As opposed to pharma companies hit by high costs, patent expiration and trailing pipelines, contract research organisations (CROs) are reporting high growth rates: “about as high as they’ve ever been with Wall Street thinking they will continue to do well,” Director of Fairmount Partners Michael Martorelli told a crowded room at PCT Vienna last week.
However, he warned, “trees do not grow to the sky” and whilst the overall industry may be in a boom there are still a number of potential landmines that could overturn both individual companies and the wider market.
One of these is the growing interest from private equity (PE) firms in the sector and the future opportunities for them to exit as - he pointed out - a fruitful exit strategy was why they had invested in the first place.

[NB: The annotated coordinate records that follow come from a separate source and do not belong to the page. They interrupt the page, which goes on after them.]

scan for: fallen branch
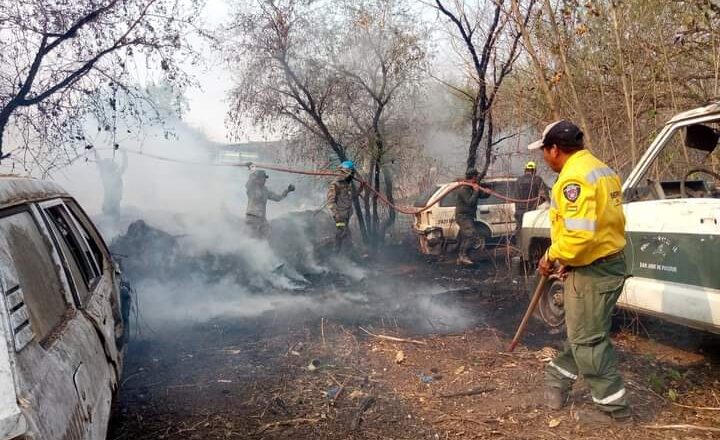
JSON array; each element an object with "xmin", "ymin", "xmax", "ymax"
[
  {"xmin": 670, "ymin": 402, "xmax": 720, "ymax": 411},
  {"xmin": 359, "ymin": 327, "xmax": 427, "ymax": 345},
  {"xmin": 643, "ymin": 425, "xmax": 720, "ymax": 432},
  {"xmin": 257, "ymin": 418, "xmax": 320, "ymax": 434},
  {"xmin": 440, "ymin": 387, "xmax": 495, "ymax": 399},
  {"xmin": 350, "ymin": 396, "xmax": 375, "ymax": 431}
]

In the last three years twelve CROs had been acquired by (all US-based) PE firms including inVentiv, INC Research, PRA, MedPace, Theorem and PPD, he said.
Uncertain Exit
Paul Richter, Head of Life Sciences at Jina Ventures also spoke about PE’s involvement in CROs, saying whilst there is a certain amount of transparency amongst the public CROs - Quintiles, Icon and Covance for example reporting book-to-bill ratios of 1.44, 1.4 and 1.21 respectively - when it comes to the private CROS and how they are doing: “We have no idea!”
He concluded: “PE firms have to exit its CRO investments within the next five years” but how exactly is unclear.
Discipline
However, Martorelli acknowledged private equity firms didn't all have the same motive. “Saying one PE is the same as another PE is like saying one CRO is the same as another CRO. All PEs are different and differently motivated.”
“Done correctly, a PE should use appropriate amounts of private finance,” he continued and “some CROs only find out they needed financial discipline once a PE came in.”
Other Pitfalls
Other fears Martorelli highlighted that may make the CRO industry stumble included clinical research issues in India, nervous stock investors and unexpected quality and financial problems.
One other is Big Pharma’s limitations on R&D spending. For example Merck & Co.’s recent announcement that it was to cut R&D by $2.5bn has since led to stakeholder uncertainty and questions at CROs Charles River Laboratories and WuXi.